1,ham,But i haf enuff space got like 4 mb...
2,spam,Had your mobile 10 mths? Update to latest Oran...
3,ham,All sounds good. Fingers . Makes it difficult ...
4,ham,"All done, all handed in. Don't know if mega sh..."


In [16]:
classify(test['sms_message'][0], print_posterior=True)

SMS: "Later i guess. I needa do mcat study too."
P(Spam|SMS) = 3.4831070937898343e-26
P(Ham|SMS) = 4.253245130534654e-19


'ham'

In [17]:
classify(test['sms_message'][2], print_posterior=True)

SMS: "Had your mobile 10 mths? Update to latest Orange camera/video phones for FREE. Save £s with Free texts/weekend calls. Text YES for a callback orno to opt out"
P(Spam|SMS) = 7.548549643070596e-83
P(Ham|SMS) = 4.338466063216561e-98


'spam'

## Conclusion: Measuring Accuracy

Now that we have built our spam filter, we will see how it performs on the test set. We will create a new column containing the output of our classifier, and then compare it with the original labels.

In [18]:
test['prediction'] = test['sms_message'].apply(classify)
test.head()

Unnamed: 0,sms_label,sms_message,prediction
0,ham,Later i guess.

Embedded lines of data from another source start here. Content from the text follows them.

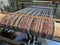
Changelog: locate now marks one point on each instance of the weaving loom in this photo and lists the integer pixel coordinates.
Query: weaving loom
(37, 27)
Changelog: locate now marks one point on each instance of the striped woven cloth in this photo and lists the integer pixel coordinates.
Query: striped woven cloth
(37, 27)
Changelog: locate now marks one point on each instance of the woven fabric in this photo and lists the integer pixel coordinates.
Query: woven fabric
(37, 27)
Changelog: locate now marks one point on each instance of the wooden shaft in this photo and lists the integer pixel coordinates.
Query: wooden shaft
(57, 25)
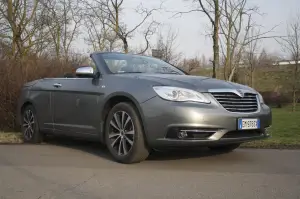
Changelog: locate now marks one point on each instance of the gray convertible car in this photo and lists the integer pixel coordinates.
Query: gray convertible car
(134, 104)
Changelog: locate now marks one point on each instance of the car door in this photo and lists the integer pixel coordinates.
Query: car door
(77, 103)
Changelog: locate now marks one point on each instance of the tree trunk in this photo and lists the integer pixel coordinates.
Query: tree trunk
(125, 44)
(295, 86)
(216, 47)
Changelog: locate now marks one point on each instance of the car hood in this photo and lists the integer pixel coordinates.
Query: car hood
(200, 83)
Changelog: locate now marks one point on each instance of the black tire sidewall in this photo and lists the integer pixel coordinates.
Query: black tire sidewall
(37, 136)
(138, 136)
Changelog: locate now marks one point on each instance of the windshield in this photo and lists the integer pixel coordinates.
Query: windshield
(125, 63)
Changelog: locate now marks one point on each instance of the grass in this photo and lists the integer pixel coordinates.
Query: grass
(285, 132)
(10, 137)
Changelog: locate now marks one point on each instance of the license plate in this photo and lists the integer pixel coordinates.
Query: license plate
(244, 124)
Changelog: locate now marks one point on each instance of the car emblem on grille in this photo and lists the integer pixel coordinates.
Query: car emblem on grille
(240, 93)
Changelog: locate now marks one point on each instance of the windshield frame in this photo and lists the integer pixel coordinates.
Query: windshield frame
(100, 57)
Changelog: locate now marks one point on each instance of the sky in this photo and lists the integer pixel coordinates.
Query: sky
(192, 28)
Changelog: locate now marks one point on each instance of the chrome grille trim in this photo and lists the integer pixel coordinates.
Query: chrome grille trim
(233, 102)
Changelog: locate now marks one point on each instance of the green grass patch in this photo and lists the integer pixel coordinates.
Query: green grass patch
(285, 131)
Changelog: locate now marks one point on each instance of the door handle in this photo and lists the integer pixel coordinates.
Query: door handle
(57, 85)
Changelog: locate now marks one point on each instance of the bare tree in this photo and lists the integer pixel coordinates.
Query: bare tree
(63, 18)
(251, 57)
(212, 11)
(167, 46)
(237, 33)
(99, 34)
(16, 28)
(291, 44)
(113, 9)
(211, 8)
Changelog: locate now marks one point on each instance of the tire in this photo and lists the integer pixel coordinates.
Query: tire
(30, 128)
(225, 148)
(125, 138)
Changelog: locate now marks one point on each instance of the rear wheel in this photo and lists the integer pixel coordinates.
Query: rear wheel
(124, 134)
(225, 148)
(30, 129)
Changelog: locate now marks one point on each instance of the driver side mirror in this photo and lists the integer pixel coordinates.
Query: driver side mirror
(85, 71)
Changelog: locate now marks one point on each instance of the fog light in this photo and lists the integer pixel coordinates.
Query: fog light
(182, 134)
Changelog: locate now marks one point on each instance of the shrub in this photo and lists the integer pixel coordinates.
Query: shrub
(13, 74)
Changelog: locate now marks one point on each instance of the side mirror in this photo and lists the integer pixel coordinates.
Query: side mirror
(85, 71)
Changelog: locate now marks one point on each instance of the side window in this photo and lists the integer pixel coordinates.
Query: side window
(116, 66)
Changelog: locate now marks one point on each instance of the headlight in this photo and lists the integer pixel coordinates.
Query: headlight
(180, 94)
(260, 98)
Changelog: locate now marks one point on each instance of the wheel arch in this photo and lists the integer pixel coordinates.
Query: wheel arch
(116, 98)
(26, 103)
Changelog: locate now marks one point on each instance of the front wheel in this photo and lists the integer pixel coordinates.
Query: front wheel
(225, 148)
(124, 135)
(30, 129)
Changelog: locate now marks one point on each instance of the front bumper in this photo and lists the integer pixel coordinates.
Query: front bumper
(208, 124)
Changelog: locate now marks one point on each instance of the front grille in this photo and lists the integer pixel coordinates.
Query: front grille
(234, 103)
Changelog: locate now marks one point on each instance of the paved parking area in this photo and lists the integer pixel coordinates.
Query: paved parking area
(79, 169)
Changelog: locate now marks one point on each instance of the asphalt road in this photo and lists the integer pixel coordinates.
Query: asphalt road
(84, 170)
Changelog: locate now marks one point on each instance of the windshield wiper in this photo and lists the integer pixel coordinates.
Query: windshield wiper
(128, 72)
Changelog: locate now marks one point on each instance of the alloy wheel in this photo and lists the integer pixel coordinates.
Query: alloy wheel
(121, 133)
(28, 124)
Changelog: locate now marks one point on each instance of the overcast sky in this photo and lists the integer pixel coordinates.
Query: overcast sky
(193, 27)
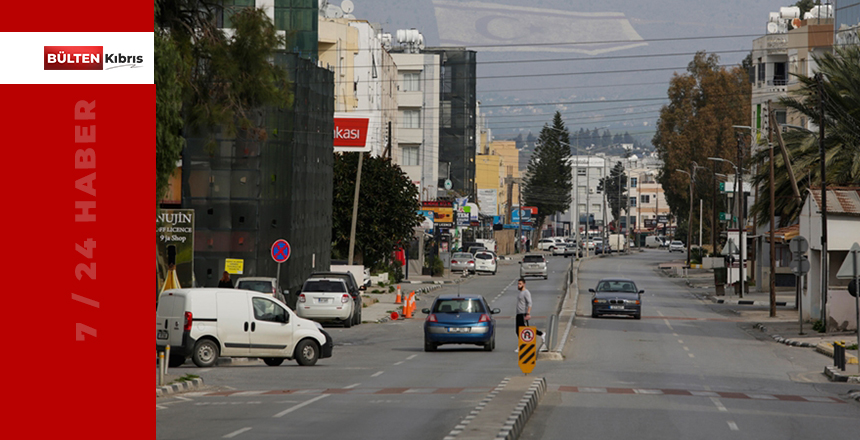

I needa do mcat study too.,ham
1,ham,But i haf enuff space got like 4 mb...,ham
2,spam,Had your mobile 10 mths? Update to latest Oran...,spam
3,ham,All sounds good. Fingers . Makes it difficult ...,ham
4,ham,"All done, all handed in. Don't know if mega sh...",ham


In [19]:
correct = test['sms_label'] == test['prediction']
correct.value_counts()

True     1100
False      14
dtype: int64

In [20]:
correct.value_counts(normalize=True)

True     0.987433
False    0.012567
dtype: float64

The accuracy of our spam filter is close to 98.74%. Out of the 1114 messages in the test set, our filter misclassified only 14.